Background: Osteolytic metastasis is a common destructive form of metastasis, in which there is an increased bone resorption but impaired bone formation. It is hypothesized that the changed mechanical properties of tumor affected bone cells could inhibit its mechanosensing, thus contributing to differences in bone remodeling.
Methods: Here, atomic force microscopy indentation on primary bone cells exposed to 50% conditioned medium from Walker 256 (W) carcinoma cell line or its adaptive tumor (T) cells was carried out. Nitric oxide levels of bone cells were monitored in response to low-magnitude, high-frequency (LMHF) vibrations.

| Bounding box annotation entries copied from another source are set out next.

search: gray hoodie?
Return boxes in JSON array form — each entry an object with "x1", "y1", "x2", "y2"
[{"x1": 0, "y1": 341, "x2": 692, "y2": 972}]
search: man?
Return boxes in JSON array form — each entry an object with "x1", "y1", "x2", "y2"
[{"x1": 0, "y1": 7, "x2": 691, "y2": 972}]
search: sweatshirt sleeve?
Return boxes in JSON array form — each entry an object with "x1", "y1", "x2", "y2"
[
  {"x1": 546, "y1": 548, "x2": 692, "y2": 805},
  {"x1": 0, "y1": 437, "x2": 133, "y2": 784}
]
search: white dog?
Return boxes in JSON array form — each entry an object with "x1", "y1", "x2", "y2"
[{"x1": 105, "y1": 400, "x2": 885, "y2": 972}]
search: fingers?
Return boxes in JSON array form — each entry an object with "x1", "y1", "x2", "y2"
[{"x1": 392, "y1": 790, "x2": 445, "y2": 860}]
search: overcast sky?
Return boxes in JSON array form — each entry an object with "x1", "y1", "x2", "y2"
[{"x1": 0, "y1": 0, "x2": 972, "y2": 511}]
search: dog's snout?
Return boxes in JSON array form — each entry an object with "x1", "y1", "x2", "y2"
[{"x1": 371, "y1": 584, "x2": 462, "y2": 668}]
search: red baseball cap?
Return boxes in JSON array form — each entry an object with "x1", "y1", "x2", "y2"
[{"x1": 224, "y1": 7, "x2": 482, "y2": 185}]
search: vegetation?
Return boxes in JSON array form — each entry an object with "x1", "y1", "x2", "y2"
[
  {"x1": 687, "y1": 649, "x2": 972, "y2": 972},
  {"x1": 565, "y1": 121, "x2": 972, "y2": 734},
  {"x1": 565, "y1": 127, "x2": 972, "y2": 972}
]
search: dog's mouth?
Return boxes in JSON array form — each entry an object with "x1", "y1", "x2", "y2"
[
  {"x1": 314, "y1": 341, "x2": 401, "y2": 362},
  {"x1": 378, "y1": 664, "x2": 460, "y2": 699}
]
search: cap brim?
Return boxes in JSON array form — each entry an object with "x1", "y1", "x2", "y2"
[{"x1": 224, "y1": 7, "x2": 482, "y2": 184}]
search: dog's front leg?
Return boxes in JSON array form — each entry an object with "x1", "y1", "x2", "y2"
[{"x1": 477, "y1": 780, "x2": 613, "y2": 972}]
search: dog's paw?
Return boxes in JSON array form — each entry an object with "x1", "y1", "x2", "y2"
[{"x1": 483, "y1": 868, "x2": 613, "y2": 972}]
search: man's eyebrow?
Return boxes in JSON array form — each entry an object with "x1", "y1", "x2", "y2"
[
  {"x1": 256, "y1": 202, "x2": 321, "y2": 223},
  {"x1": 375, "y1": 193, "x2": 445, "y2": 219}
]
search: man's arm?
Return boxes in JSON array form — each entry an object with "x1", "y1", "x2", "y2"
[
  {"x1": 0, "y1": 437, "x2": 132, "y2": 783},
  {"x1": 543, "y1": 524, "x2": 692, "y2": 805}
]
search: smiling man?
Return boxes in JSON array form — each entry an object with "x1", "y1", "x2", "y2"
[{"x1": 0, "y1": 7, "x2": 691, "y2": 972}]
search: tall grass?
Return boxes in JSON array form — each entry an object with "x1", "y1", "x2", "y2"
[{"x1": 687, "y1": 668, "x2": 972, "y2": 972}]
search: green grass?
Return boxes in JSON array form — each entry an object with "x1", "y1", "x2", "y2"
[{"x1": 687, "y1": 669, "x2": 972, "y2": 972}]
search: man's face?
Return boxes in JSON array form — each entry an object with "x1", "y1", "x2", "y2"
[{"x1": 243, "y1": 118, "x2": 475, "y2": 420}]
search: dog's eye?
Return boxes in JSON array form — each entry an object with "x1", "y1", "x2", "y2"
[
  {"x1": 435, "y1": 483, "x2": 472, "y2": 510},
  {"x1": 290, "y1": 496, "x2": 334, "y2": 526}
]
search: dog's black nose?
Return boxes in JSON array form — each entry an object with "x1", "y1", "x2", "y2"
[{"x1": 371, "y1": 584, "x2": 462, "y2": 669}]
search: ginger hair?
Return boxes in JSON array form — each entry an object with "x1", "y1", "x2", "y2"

Results: A stronger sustained inhibitive effect on bone cell viability and differentiation by T cells as compared to that of its cell line was demonstrated. This could be attributed to the higher levels of transforming growth factor-β1 (TGF-β1) in the T-conditioned medium as compared to W-conditioned medium. Bone cell elastic moduli in W and T-groups were found to decrease significantly by 61.0% and 69.6%, respectively compared to control and corresponded to filamentous actin changes. Nitric oxide responses were significantly inhibited in T-conditioned group but not in W-conditioned group.
Conclusions: It implied that a change in cell mechanical properties is not sufficient as an indicator of change in mechanosensing ability. Moreover, inhibition of phosphoinositide 3-kinase/Akt downstream signaling pathway of TGF-β1 alleviated the inhibition effects on mechanosensing in T-conditioned cells, further suggesting that growth factors such as TGF-β could be good therapeutic targets for osteoblast treatment.
Keywords: Bone metastasis; Bone neoplasms; Elastic modulus; Mechanosensing; Nitric oxide.